A finales del siglo XX la sociedad occidental se encuentra caracterizada por una fuerte ambivalencia. De una parte los procesos de globalización tienden a la homogeneización de las costumbres y las identidades, sobre unos parámetros planetariamente comunes; de otra, aparecen marcadas tendencias hacia la afirmación de las diferencias, mediante la construcción de identidades locales, bien territorialmente o de sistemas de creencias, en muchos casos con un señalado componente irracional.

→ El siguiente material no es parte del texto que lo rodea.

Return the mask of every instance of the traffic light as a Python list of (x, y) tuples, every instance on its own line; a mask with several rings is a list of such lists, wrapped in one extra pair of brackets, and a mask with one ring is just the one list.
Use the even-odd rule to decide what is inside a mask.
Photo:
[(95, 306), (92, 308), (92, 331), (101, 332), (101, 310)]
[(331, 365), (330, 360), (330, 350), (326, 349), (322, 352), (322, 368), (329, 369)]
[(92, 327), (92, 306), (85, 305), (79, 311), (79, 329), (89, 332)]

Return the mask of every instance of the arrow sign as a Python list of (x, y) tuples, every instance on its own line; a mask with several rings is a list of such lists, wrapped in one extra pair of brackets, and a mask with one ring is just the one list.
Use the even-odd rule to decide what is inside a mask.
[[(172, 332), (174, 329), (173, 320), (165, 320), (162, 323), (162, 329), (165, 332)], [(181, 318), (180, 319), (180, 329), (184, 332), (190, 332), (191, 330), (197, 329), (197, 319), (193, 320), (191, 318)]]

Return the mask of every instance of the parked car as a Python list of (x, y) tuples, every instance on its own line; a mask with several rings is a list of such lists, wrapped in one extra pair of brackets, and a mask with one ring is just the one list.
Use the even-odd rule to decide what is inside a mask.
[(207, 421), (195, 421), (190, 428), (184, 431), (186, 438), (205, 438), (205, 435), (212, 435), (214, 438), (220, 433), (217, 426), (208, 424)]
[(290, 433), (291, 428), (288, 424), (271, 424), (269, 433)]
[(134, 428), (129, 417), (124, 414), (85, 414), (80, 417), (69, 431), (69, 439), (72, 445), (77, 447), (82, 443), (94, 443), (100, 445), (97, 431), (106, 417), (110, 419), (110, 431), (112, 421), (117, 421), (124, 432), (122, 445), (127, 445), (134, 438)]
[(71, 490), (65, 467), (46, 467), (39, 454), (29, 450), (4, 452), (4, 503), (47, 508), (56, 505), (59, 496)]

dolly.jpg (34734 bytes)Por otra parte, el desarrollo de la ciencia y sus aplicaciones tecnológicas durante el último tercio del siglo XX plantean nuevos retos a la humanidad. Particularmente en el ámbito de la biotecnología y la genética. Las nuevas técnicas de reproducción asistida, la manipulación genética de las especies, tanto vegetales como animales, las técnicas de clonación abren nuevas perspectivas para la solución de determinados problemas hasta entonces irresolubles en una multiplicidad de campos, desde la salud a la alimentación, pasando por la creación de nuevos materiales. Estos nuevos horizontes vienen acompañados de nuevos interrogantes sobre las posibles consecuencias de determinados avances para el equilibrio ecológico del planeta y para el futuro de la especie humana. La ética y los sistemas de valores tradicionales se muestran incapaces de ofrecer soluciones convincentes a los nuevos retos planteados, generando incertidumbres respecto de las decisiones y direcciones a adoptar ante las desconocidas consecuencias que para el futuro pueden tener determinadas acciones.

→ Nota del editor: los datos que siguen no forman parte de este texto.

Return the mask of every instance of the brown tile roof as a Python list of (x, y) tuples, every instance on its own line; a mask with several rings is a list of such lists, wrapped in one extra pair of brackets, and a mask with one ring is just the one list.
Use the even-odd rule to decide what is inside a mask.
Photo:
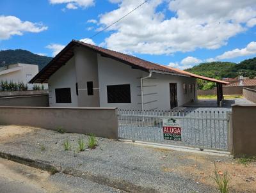
[(237, 81), (234, 83), (230, 84), (227, 85), (226, 86), (256, 86), (256, 79), (246, 79), (242, 80), (243, 86), (239, 85), (239, 81)]
[(60, 67), (66, 63), (73, 56), (73, 49), (77, 46), (83, 46), (86, 49), (95, 51), (104, 56), (107, 56), (113, 59), (126, 63), (132, 66), (135, 68), (141, 69), (147, 72), (156, 71), (167, 72), (174, 75), (185, 75), (189, 77), (196, 77), (198, 79), (204, 79), (206, 81), (220, 82), (221, 84), (228, 84), (225, 81), (221, 81), (214, 79), (210, 79), (202, 76), (196, 75), (195, 74), (180, 70), (177, 68), (168, 67), (153, 63), (146, 60), (118, 52), (106, 49), (99, 46), (91, 45), (82, 42), (72, 40), (70, 42), (50, 63), (46, 65), (37, 75), (29, 81), (30, 83), (44, 83), (47, 82), (48, 79), (57, 71)]

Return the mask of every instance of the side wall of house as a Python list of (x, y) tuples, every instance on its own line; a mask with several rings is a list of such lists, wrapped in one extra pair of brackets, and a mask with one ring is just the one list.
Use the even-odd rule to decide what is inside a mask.
[[(148, 75), (148, 73), (132, 69), (130, 66), (110, 58), (98, 56), (98, 70), (101, 107), (118, 107), (120, 109), (141, 109), (140, 78)], [(194, 78), (153, 73), (151, 78), (143, 81), (145, 110), (170, 109), (170, 83), (177, 84), (178, 105), (195, 99), (194, 84), (196, 88), (196, 80)], [(183, 83), (186, 84), (187, 93), (184, 93)], [(131, 104), (108, 104), (107, 86), (131, 85)], [(192, 93), (189, 85), (193, 84)]]
[[(97, 54), (88, 49), (75, 49), (75, 64), (79, 107), (99, 107)], [(93, 93), (88, 95), (87, 82), (92, 82)]]
[[(65, 65), (61, 66), (48, 81), (49, 101), (50, 107), (77, 107), (76, 95), (76, 66), (74, 58), (71, 58)], [(55, 89), (70, 88), (71, 89), (71, 103), (56, 103)]]

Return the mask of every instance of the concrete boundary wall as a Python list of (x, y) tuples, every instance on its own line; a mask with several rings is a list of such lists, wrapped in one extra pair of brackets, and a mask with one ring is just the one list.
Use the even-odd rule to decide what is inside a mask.
[(116, 108), (0, 107), (0, 123), (118, 138)]
[[(253, 89), (248, 88), (243, 88), (243, 95), (247, 100), (256, 104), (256, 89)], [(256, 114), (255, 114), (256, 117)]]
[(20, 96), (31, 96), (35, 95), (47, 95), (48, 90), (33, 90), (33, 91), (0, 91), (0, 98)]
[(256, 105), (232, 105), (232, 113), (231, 154), (256, 156)]
[(49, 107), (48, 95), (0, 98), (0, 106)]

El debate abierto en la comunidad científica, en la sociedad política y en los mass-media se encuentra ante el problema de la aceleración del tiempo en el ámbito de la investigación, los nuevos adelantos y descubrimientos van muy por delante del posible establecimiento de unas reglas y normas que sean capaces de gobernar las nuevas realidades que surgen y sus posibles consecuencias. La dinámica no es nueva, así ha ocurrido a lo largo de la historia de la humanidad, el problema surge por el impacto global que algunas de estas nuevas realidades pueden tener, generando procesos irreversibles a escala regional o planetaria.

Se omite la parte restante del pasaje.